Being a teacher is maybe a noble profession, but not glamorous, and certainly not heroic. I guess I was never very ambitious, and I was always fairly risk-averse. The kids who wanted to race into burning buildings, or explore the depths of space, or be police officers, at least at some point in their lives must have envisioned themselves as heroes. I just wanted to be a teacher. I wanted to work with children because I love their energy and their sense of wonder, and because people fascinate me, and forming connections with them is a very meaningful and humbling experience.
None of this has changed for me after fifteen years of teaching in a public school. I love what I do. I love my students. I aspire to be the best teacher I can be. I work incredibly hard. And I have absolutely no desire to be a hero.
I have the utmost respect for the people who protect others and who risk their lives to do so. They have chosen difficult jobs, and I am so grateful for their sacrifice. I cannot imagine doing what they do.

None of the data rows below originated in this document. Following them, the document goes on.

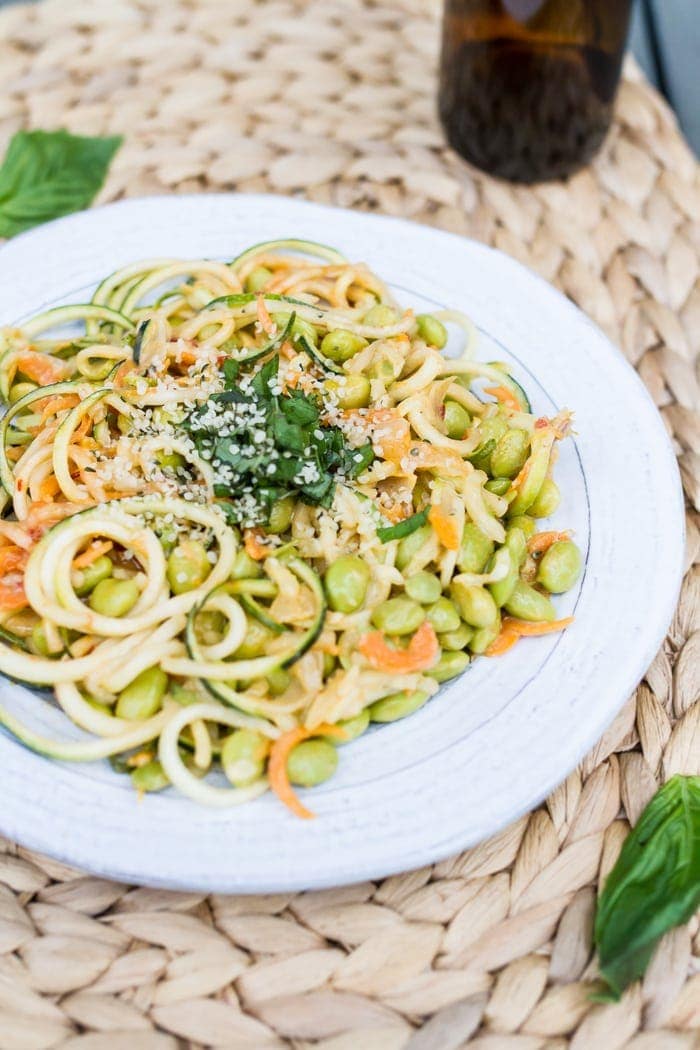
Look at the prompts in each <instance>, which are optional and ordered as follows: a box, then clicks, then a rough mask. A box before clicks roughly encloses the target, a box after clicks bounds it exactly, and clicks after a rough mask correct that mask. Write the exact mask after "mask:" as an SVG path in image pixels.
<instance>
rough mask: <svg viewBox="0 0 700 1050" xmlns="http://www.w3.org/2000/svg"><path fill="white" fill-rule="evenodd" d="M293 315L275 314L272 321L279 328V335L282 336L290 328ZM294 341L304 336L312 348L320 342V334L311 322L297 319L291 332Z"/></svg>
mask: <svg viewBox="0 0 700 1050" xmlns="http://www.w3.org/2000/svg"><path fill="white" fill-rule="evenodd" d="M291 316H292V315H291V314H273V315H272V319H273V321H274V322H275V324H276V325H277V334H278V335H281V334H282V332H283V331H284V329H285V328H287V325H288V322H289V319H290V317H291ZM290 334H291V336H292V339H293V340H296V339H298V338H299V337H300V336H303V337H304V339H306V340H307V341H309V342H310V343H311V344H312V346H315V345H316V344H317V342H318V332H317V331H316V329H315V328H314V325H313V324H311V323H310V322H309V321H304V320H303V319H302V318H301V317H295V318H294V323H293V324H292V329H291V332H290Z"/></svg>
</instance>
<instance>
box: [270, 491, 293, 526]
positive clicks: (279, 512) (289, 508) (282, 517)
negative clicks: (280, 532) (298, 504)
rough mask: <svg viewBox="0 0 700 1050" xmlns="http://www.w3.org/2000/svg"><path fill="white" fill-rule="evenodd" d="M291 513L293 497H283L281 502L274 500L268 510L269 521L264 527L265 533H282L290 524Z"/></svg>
mask: <svg viewBox="0 0 700 1050" xmlns="http://www.w3.org/2000/svg"><path fill="white" fill-rule="evenodd" d="M293 513H294V497H293V496H285V497H284V499H283V500H275V502H274V503H273V505H272V507H271V509H270V520H269V521H268V524H267V525H266V527H264V530H266V532H273V533H275V534H278V533H279V532H284V531H285V530H287V529H288V528H289V527H290V525H291V524H292V514H293Z"/></svg>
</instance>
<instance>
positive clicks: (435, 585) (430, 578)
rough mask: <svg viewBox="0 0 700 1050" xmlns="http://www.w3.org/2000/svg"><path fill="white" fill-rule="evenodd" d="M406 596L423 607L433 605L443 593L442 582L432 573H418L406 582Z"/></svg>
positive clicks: (412, 575) (415, 574)
mask: <svg viewBox="0 0 700 1050" xmlns="http://www.w3.org/2000/svg"><path fill="white" fill-rule="evenodd" d="M405 590H406V594H407V595H408V597H412V600H413V602H420V603H421V605H432V603H433V602H437V601H438V598H439V597H440V594H441V592H442V587H441V585H440V580H439V579H438V576H436V575H434V574H433V573H432V572H417V573H416V574H415V575H412V576H409V577H408V580H406V585H405Z"/></svg>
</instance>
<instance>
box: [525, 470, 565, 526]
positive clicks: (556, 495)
mask: <svg viewBox="0 0 700 1050" xmlns="http://www.w3.org/2000/svg"><path fill="white" fill-rule="evenodd" d="M560 501H561V495H560V492H559V486H558V485H557V484H556V482H555V481H552V479H551V478H545V480H544V481H543V483H542V488H540V489H539V491H538V492H537V495H536V497H535V500H534V503H531V504H530V506H529V507H528V514H530V517H531V518H549V516H550V514H553V513H554V511H555V510H556V508H557V507H558V505H559V503H560Z"/></svg>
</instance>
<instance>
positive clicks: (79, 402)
mask: <svg viewBox="0 0 700 1050" xmlns="http://www.w3.org/2000/svg"><path fill="white" fill-rule="evenodd" d="M77 404H80V398H79V397H78V395H77V394H64V395H57V397H48V398H46V399H45V400H42V402H41V405H42V409H41V421H42V423H43V422H45V421H46V420H47V419H48V417H49V416H56V415H57V414H58V413H59V412H63V411H64V408H75V407H76V405H77Z"/></svg>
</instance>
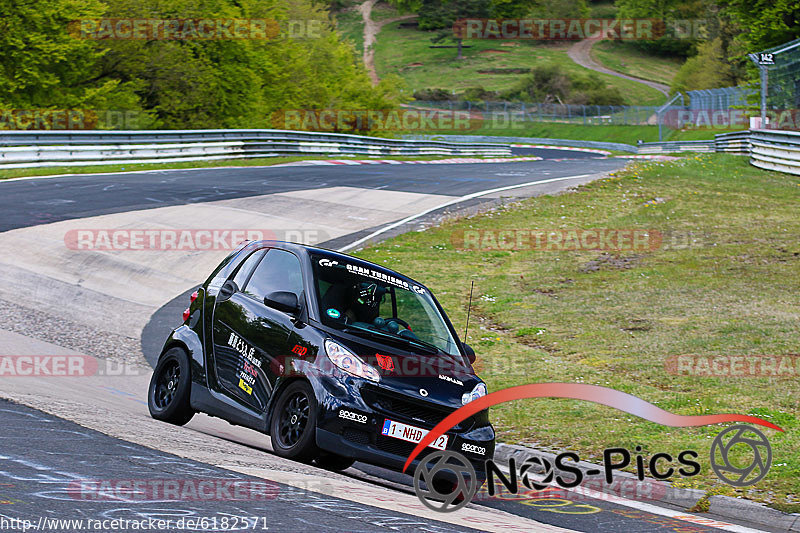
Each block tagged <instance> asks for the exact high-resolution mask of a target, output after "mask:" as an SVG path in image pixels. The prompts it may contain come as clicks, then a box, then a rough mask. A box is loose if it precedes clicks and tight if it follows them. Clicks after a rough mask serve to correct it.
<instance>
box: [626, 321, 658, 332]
mask: <svg viewBox="0 0 800 533" xmlns="http://www.w3.org/2000/svg"><path fill="white" fill-rule="evenodd" d="M619 329H621V330H622V331H650V330H651V329H653V325H652V324H651V323H650V321H649V320H645V319H644V318H629V319H628V320H626V321H623V323H622V325H621V326H620V328H619Z"/></svg>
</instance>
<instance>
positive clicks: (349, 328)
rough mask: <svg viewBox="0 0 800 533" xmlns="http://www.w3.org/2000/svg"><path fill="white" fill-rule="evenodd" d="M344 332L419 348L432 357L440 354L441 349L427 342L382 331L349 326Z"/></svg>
mask: <svg viewBox="0 0 800 533" xmlns="http://www.w3.org/2000/svg"><path fill="white" fill-rule="evenodd" d="M342 331H344V332H345V333H353V334H356V335H358V334H361V333H364V334H366V336H367V337H371V338H373V339H378V340H381V341H394V342H395V343H397V342H399V343H401V344H403V345H414V346H417V347H419V348H422V349H423V350H424V351H425V352H426V353H428V354H430V355H435V354H438V353H439V352H440V350H439V348H437V347H436V346H434V345H433V344H429V343H427V342H425V341H421V340H418V339H409V338H408V337H401V336H399V335H392V334H391V333H383V332H381V331H378V330H374V329H366V328H361V327H358V326H347V327H345V328H344V329H343V330H342Z"/></svg>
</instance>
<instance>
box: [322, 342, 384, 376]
mask: <svg viewBox="0 0 800 533" xmlns="http://www.w3.org/2000/svg"><path fill="white" fill-rule="evenodd" d="M325 352H326V353H327V354H328V359H330V360H331V362H332V363H333V364H334V365H336V366H337V367H339V368H340V369H342V370H343V371H345V372H347V373H348V374H352V375H354V376H358V377H360V378H364V379H369V380H371V381H380V379H381V375H380V374H379V373H378V371H377V370H375V369H374V368H373V367H371V366H369V365H368V364H367V363H365V362H364V361H362V360H361V358H359V357H358V356H357V355H356V354H354V353H353V352H351V351H350V350H348V349H347V348H345V347H344V346H342V345H341V344H339V343H338V342H336V341H332V340H330V339H326V340H325Z"/></svg>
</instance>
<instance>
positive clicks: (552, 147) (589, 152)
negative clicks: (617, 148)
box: [511, 144, 611, 155]
mask: <svg viewBox="0 0 800 533" xmlns="http://www.w3.org/2000/svg"><path fill="white" fill-rule="evenodd" d="M511 146H513V147H515V148H543V149H545V150H567V151H570V152H586V153H589V154H600V155H611V152H609V151H607V150H595V149H592V148H576V147H574V146H555V145H552V144H512V145H511Z"/></svg>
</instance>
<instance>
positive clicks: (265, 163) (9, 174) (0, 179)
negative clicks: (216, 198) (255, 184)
mask: <svg viewBox="0 0 800 533" xmlns="http://www.w3.org/2000/svg"><path fill="white" fill-rule="evenodd" d="M451 157H453V156H423V157H409V156H381V157H380V159H393V160H395V161H432V160H435V159H448V158H451ZM332 158H348V156H342V155H341V154H331V155H330V156H321V155H320V156H307V157H265V158H256V159H221V160H216V161H184V162H177V163H143V164H125V165H95V166H82V167H47V168H11V169H0V180H4V179H9V178H22V177H27V176H50V175H55V174H99V173H104V172H141V171H143V170H164V169H181V168H214V167H225V166H232V167H255V166H270V165H277V164H280V163H291V162H293V161H311V160H319V159H332ZM357 158H358V159H369V156H358V157H357Z"/></svg>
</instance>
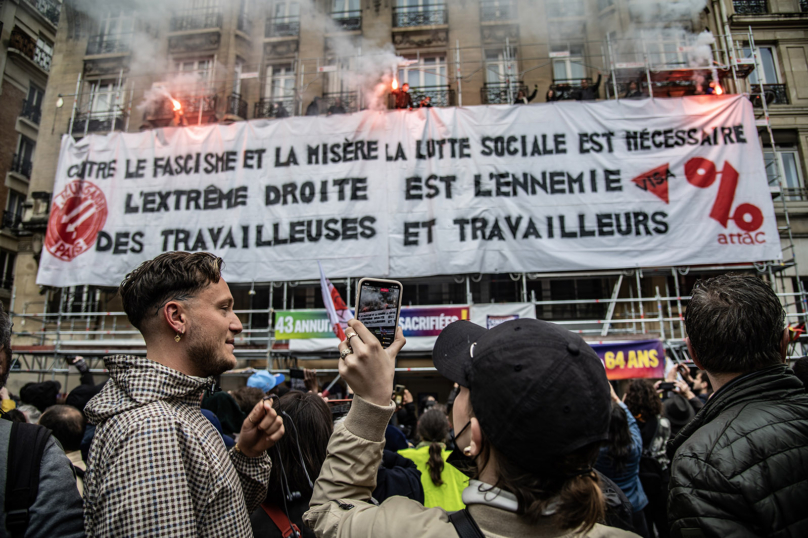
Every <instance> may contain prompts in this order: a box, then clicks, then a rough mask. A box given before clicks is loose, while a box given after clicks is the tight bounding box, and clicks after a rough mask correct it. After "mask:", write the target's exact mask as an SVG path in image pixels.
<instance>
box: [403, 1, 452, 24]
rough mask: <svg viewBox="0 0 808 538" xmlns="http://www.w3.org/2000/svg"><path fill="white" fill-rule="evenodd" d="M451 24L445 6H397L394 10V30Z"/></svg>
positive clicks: (439, 4) (428, 5)
mask: <svg viewBox="0 0 808 538" xmlns="http://www.w3.org/2000/svg"><path fill="white" fill-rule="evenodd" d="M448 23H449V13H448V12H447V10H446V5H445V4H424V5H423V6H396V7H394V8H393V28H412V27H414V26H436V25H441V24H448Z"/></svg>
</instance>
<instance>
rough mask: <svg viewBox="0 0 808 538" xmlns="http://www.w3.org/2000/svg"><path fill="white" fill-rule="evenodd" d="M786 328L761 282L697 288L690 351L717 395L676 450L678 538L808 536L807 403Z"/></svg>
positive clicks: (678, 440) (675, 442)
mask: <svg viewBox="0 0 808 538" xmlns="http://www.w3.org/2000/svg"><path fill="white" fill-rule="evenodd" d="M784 320H785V314H784V312H783V306H782V305H781V303H780V300H779V299H778V298H777V296H776V295H775V294H774V292H773V291H772V289H771V287H770V286H769V285H768V284H766V283H765V282H764V281H763V280H762V279H760V278H758V277H757V276H755V275H740V274H728V275H722V276H717V277H714V278H710V279H708V280H700V281H698V282H696V285H695V286H694V288H693V291H692V293H691V299H690V303H689V304H688V306H687V310H686V311H685V328H686V329H687V335H688V336H687V338H686V339H685V342H686V344H687V347H688V351H689V352H690V356H691V358H692V359H693V362H694V363H695V364H696V366H697V367H699V368H700V369H702V370H705V371H706V372H707V376H708V377H709V379H710V383H711V384H712V386H713V388H714V389H715V392H714V393H713V395H712V397H711V398H710V399H709V400H707V403H706V404H705V405H704V407H703V408H702V409H701V411H699V412H698V414H697V415H696V416H695V418H694V419H693V420H691V421H690V423H688V424H687V426H685V427H684V428H683V429H682V431H680V432H679V435H677V436H676V437H675V438H674V439H673V441H672V442H671V443H670V444H669V448H668V455H669V456H671V484H670V493H669V497H668V521H669V523H670V525H671V535H672V536H675V537H680V536H705V537H721V538H724V537H727V536H808V517H806V515H805V508H804V506H805V503H804V501H805V499H808V466H806V464H805V462H806V461H807V460H808V448H806V447H808V394H806V393H805V387H804V386H803V384H802V382H800V380H799V379H798V378H797V377H796V376H795V375H794V374H793V372H791V371H790V370H789V368H788V367H787V366H786V364H785V359H786V354H787V351H788V343H789V335H788V330H787V329H786V327H785V323H784Z"/></svg>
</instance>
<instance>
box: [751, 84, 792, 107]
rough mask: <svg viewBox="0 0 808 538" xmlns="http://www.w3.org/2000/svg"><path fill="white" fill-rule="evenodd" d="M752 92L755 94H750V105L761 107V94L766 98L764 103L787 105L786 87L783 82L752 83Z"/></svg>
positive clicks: (770, 104) (766, 103) (787, 102)
mask: <svg viewBox="0 0 808 538" xmlns="http://www.w3.org/2000/svg"><path fill="white" fill-rule="evenodd" d="M752 93H753V94H757V95H752V96H750V100H751V101H752V105H753V106H755V107H757V108H762V107H763V103H762V102H761V94H762V95H763V97H765V99H766V105H787V104H788V88H786V85H785V84H763V85H762V87H761V85H760V84H752Z"/></svg>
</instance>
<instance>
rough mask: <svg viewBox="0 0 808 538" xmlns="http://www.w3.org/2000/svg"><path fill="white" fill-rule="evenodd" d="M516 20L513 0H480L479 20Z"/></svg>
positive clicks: (500, 20) (485, 20)
mask: <svg viewBox="0 0 808 538" xmlns="http://www.w3.org/2000/svg"><path fill="white" fill-rule="evenodd" d="M512 20H516V3H515V2H514V1H513V0H483V1H482V2H480V21H481V22H499V21H512Z"/></svg>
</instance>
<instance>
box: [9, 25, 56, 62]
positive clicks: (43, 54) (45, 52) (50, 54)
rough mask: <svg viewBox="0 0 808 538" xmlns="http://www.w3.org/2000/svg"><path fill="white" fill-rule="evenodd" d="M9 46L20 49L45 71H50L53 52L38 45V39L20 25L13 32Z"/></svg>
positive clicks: (10, 46)
mask: <svg viewBox="0 0 808 538" xmlns="http://www.w3.org/2000/svg"><path fill="white" fill-rule="evenodd" d="M8 47H9V48H10V49H17V50H19V51H20V53H21V54H22V55H23V56H25V57H26V58H28V59H29V60H31V61H32V62H34V63H35V64H37V65H38V66H39V67H41V68H42V69H44V70H45V71H50V63H51V57H52V56H53V53H52V52H51V51H48V50H45V49H43V48H41V47H40V46H39V45H37V42H36V40H35V39H34V38H32V37H31V36H29V35H28V34H27V33H25V32H24V31H23V30H22V29H20V28H19V27H15V28H14V30H13V31H12V32H11V38H10V39H9V42H8Z"/></svg>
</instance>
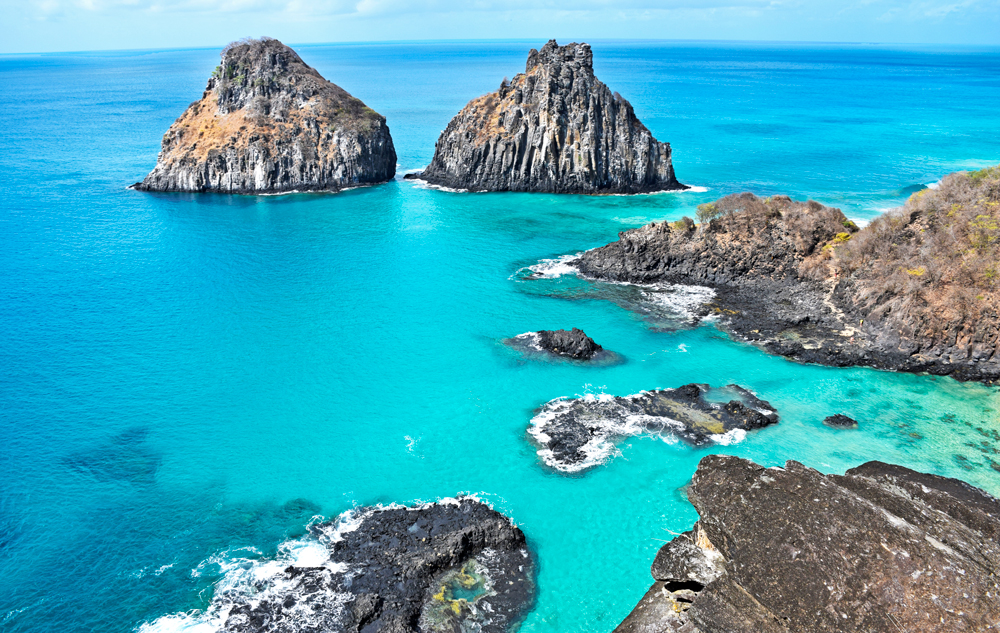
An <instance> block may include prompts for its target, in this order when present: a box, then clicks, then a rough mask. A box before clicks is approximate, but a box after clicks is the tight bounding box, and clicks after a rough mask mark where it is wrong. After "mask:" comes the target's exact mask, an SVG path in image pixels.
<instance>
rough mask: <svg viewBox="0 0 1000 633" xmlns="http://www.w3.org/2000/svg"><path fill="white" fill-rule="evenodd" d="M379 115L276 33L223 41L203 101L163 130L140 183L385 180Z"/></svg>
mask: <svg viewBox="0 0 1000 633" xmlns="http://www.w3.org/2000/svg"><path fill="white" fill-rule="evenodd" d="M395 173H396V151H395V149H394V148H393V145H392V137H391V136H390V135H389V127H388V126H387V125H386V123H385V117H383V116H382V115H380V114H378V113H377V112H375V111H374V110H372V109H371V108H369V107H367V106H366V105H365V104H364V103H362V102H361V100H359V99H356V98H354V97H352V96H351V95H349V94H348V93H347V92H346V91H345V90H343V89H342V88H340V87H338V86H336V85H334V84H332V83H330V82H329V81H327V80H325V79H323V77H322V76H320V74H319V73H318V72H316V71H315V70H314V69H312V68H310V67H309V66H308V65H306V63H305V62H303V61H302V59H300V58H299V56H298V55H297V54H296V53H295V51H293V50H292V49H290V48H289V47H287V46H285V45H284V44H282V43H281V42H279V41H277V40H274V39H270V38H263V39H260V40H244V41H241V42H236V43H233V44H230V45H229V46H227V47H226V48H225V49H224V50H223V52H222V63H221V64H220V65H219V67H218V68H216V69H215V72H214V73H213V74H212V77H211V78H210V79H209V80H208V86H207V87H206V88H205V92H204V94H203V95H202V98H201V99H200V100H199V101H195V102H194V103H192V104H191V105H190V106H189V107H188V109H187V110H186V111H185V112H184V114H182V115H181V116H180V117H179V118H178V119H177V120H176V121H175V122H174V124H173V125H172V126H170V129H169V130H167V133H166V134H165V135H164V136H163V145H162V149H161V150H160V156H159V158H158V160H157V163H156V167H155V168H154V169H153V171H152V172H150V173H149V175H148V176H146V178H145V179H144V180H143V181H142V182H141V183H136V184H135V185H134V187H135V188H136V189H139V190H142V191H198V192H204V191H214V192H222V193H249V194H254V193H276V192H283V191H337V190H339V189H342V188H344V187H354V186H358V185H365V184H373V183H379V182H385V181H387V180H391V179H392V177H393V176H394V175H395Z"/></svg>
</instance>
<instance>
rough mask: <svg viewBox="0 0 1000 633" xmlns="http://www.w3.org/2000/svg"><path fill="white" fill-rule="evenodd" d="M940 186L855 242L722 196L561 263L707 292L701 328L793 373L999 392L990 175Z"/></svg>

And yet in this crazy time in our country, more and more people are starting to expect teachers to be heroes. People want to give us guns and train us how to use them to potentially shoot a student in order to protect other students. I grew up going target shooting with my dad and I loved aiming, firing the rifle or gun, the smell and feel of it, but I was shooting at a piece of paper. I never in a million years could imagine that I would need to aim a gun at a living being. That is so far from the job I signed up for, it’s actually absurd.
People are calling schools “soft targets” and saying that we need to “harden” them. They’re soft for a reason! They’re SCHOOLS. They’re supposed to be a loving, nurturing place, where children and adults feel safe, happy, and possibly even excited to learn. What message would we send to the students if we turn our schools into high security prisons with metal detectors and armed guards everywhere?
Safety comes second only to physiological needs on Maslow’s hierarchy, well before learning can take place, but our students do not feel safe right now and neither do the teachers. The politics of the gun debate have gone on for far too long, and arming teachers, or arming schools is not the right solution. I do not want to be a hero. I just want to be a teacher.